L'effet Majax

Daniel Schneidermann - - Le matinaute - 118 commentaires

Gérard Majax a refusé l'invitation d'Hanouna, et le cachet idoine, mais accepté celle de Anne-Elisabeth Lemoine, sur France 5. Abracadabra : aussitôt apparaît-il sur le plateau, ce ne sont plus que sourires autour de lui. Lemoine sourit. Même Patrick Cohen sourit. Et partout ailleurs, sur toutes les chaînes qui le convoquent en duplex depuis Nice, le montage de Quotidien montre les mêmes sourires : éditorialistes, présentateurs, chaînes publiques, chaînes privées, fachos, fâchés, tous hilares, tous rajeunis de quarante ans, tous retombés en enfance majaxienne, tous gamins et gamines devant le "truc" des allumettes magnétiques, même ceux qui n'ont même pas quarante ans. 

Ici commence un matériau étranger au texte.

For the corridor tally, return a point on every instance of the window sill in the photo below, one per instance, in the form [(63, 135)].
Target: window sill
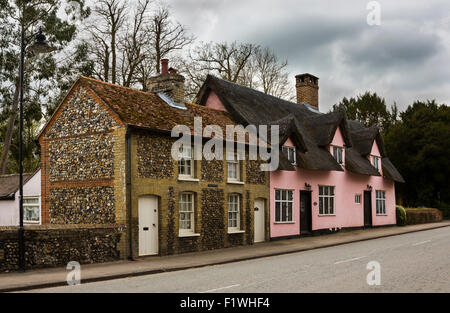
[(236, 182), (236, 231), (188, 179), (188, 235)]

"C'est pas Gérard Majax ici, Madame Le Pen" a lancé Macron pendant le débat, variante inspirée du célèbre "il n'y a pas d'argent magique". Aussitôt, le système se met en branle, donne le meilleur de lui-même. Le soir-même, les chaînes d'info appellent le magicien retraité niçois, star de l'ORTF des années 70. En réaction, les grincheux des réseaux sociaux s'affligent de la baisse de niveau.  Les politologues politologisent. Les sociologues sociologisent. L'interprète du débat en langue des signes est interrogée : comment a-t-elle traduit "Majax" ? Les rationalistes rappellent qu'il a contribué à démasquer les escrocs de la fausse magie. Autour de Gérard Majax règne un consensus d'autant plus absolu qu'il avait sagement su disparaitre ces dernières années, échappant à une ou deux décennies de polémiques venimeuses.

Abracadabra : rajeunissant le pays de quarante ans, Gérard Majax a fait disparaître la priorité nationale, le droit du sol, le fascisme, le pouvoir d'achat, les APL, les retraites, les canicules, les inondations, le gel, le nucléaire, Poutine, Zelensky, Marioupol, Boutcha, les ruines, les réfugiés, le prix de l'essence, devant le sourire universel d'un auto-attendrissement sur cet âge d'or des années 70-80, et sa chaîne unique rassembleuse. Et le matinaute de se gratter le front, en cherchant de quoi la majaxomania pourrait bien être le nom. Avant de conclure que non, décidément, elle ne dit que le désir dévorant de "parler d'autre chose" dans une avant-dernière journée d'une interminable campagne, où on n'a plus rien d'autre à dire, tout le reste ayant déjà été dit.